Former StS Blog Editor Sheila McMullin on VIDA and Why We Should Number Up, Part I
Did you know that in 2013, 39 men and 33 women were published in Fence Magazine? Or that, in the same year, Conjunctions published 50 women and 51 men? How about that 55 women and 49 men appeared in New American Writing? And that Callaloo published 78 women and 65 men? Or that 2013 also saw the Paris Review publish 48 women and 47 men?
But why, you ask, are these numbers important?
Because literary publications that achieve near contributor gender parity are in a strict minority. Furthermore, the publications noted above who have actually featured more women than men in their pages are even more of a minority. It is not typical that a literary journal or magazine believed to be a “thought leader” within the arts community will publish or review an equal number of men- and women-identified writers. What is quite typical, though, is that a publication’s table of contents will skew heavily toward male writers. But see the numbers for yourself. Check out the pie charts graphing this male/female dichotomy of writers published and reviewed in our country’s leading creative journals and magazines.
All numbered out?
Some of these numbers are probably worse than what you expected, right? I felt the greatest devastation when seeing McSweeney’s publishing of 13 women compared to 43 men. We know sexism is not dead, but we always hope for the best in people, right? And when it comes to the artifacts we create, we want to believe it’s the art that speaks for itself, not the gender of the artist. But this isn’t the reality. Women’s voices have been and are consistently hidden, and because of this it is “easy” for a general public to believe/assume that the inequality doesn’t exist.
In Sarah Vap’s newest, The End of the Sentimental Journey, a vivisection of language, gender, and poetics, she writes at one point about the severing of a dog’s vocal cords during scientific experiments to prevent the dog from barking. In the silence, those conducting experiments were able to avoid hearing the dog express pain and fear and begin pretending it did not feel at all. She compares this to human to human interaction and to the way minority communities are forcibly silenced to offer the privileged majority a reprieve.
Silencing of a community on mass scales, in turn, encourages complacency and a denigration of our human rights. Bringing those voices back into the conversation is the work of VIDA: Women in Literary Arts and it is the tireless volunteer work of VIDAs who have brought you these statistics. For more in-depth reflection on The VIDA Count 2013 numbers read Amy King’s “Lie by Omission: The Rallying Few, The Rallying Masses.”

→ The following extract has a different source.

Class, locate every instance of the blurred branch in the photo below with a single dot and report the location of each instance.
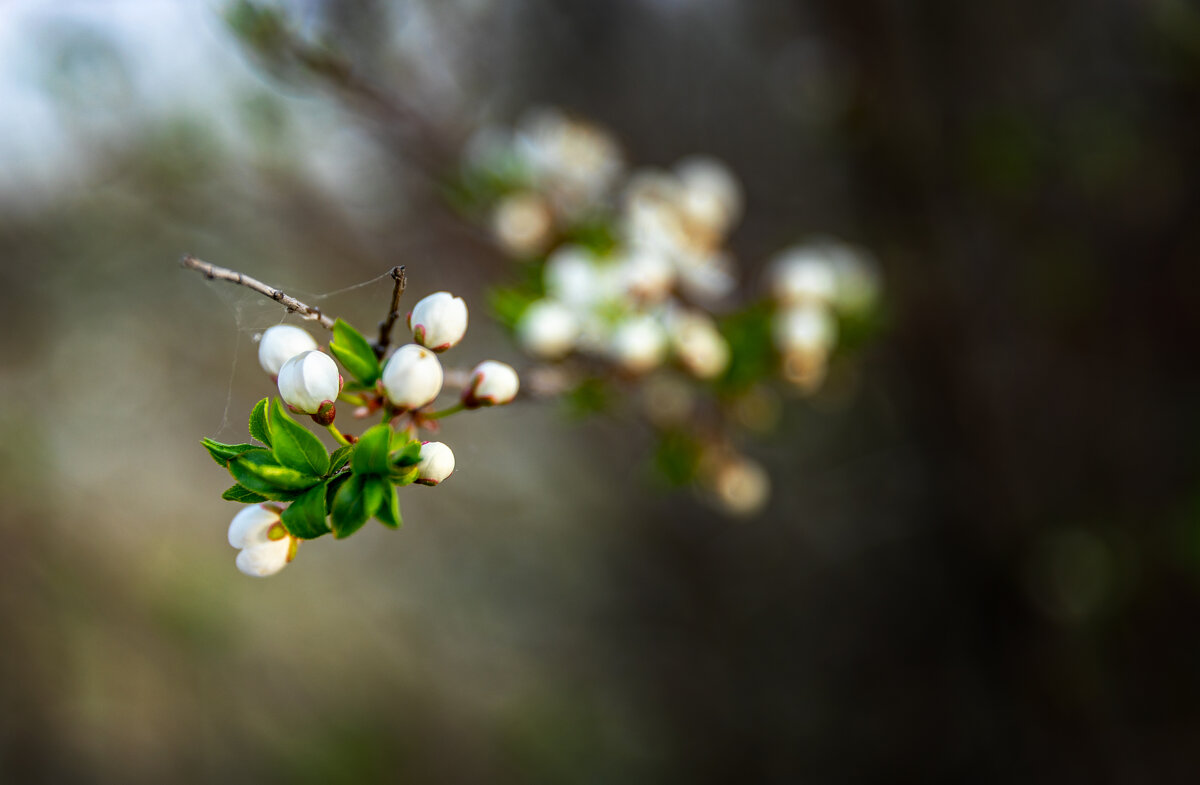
(288, 301)
(401, 280)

VIDA is changing the tide.
For four years now VIDA has tallied and published the results we’ve always suspected but did not yet have the hard data to back us up. (It is part of the reason why so many women have chosen to write under masculine pen names.) In the words of Count Director Jen Fitzgerald, “Each year women from across the country dedicate thousands of combined hours to perform an arduous task: we manually, painstakingly tally the gender disparity in major literary publications and book reviews. We do this to offer up concrete data and assure women authors (and wayward editors) that the sloped playing field is not going unnoticed. We do this to ignite and fan the flames of necessary discourse. We do this each year because our literary community can only benefit from a range of voices.” If you are curious as to how VIDA counts, you are welcome to review the methodologies.
The New Republic publisher and editor, Chris Hughes, responded to the latest VIDA Count saying, “VIDA [has] released a breakdown of the genders of contributors to the major literary magazines in the country, including The New Republic. Unfortunately, we were near the bottom of that list. Our print contributor breakdown looks more like what you would expect from 1964 than 2014, and it must change. We will hold ourselves to a much higher standard in 2014.”
This is tremendous news, and the actual goal of VIDA: to encourage all of us to hold ourselves to a higher standard.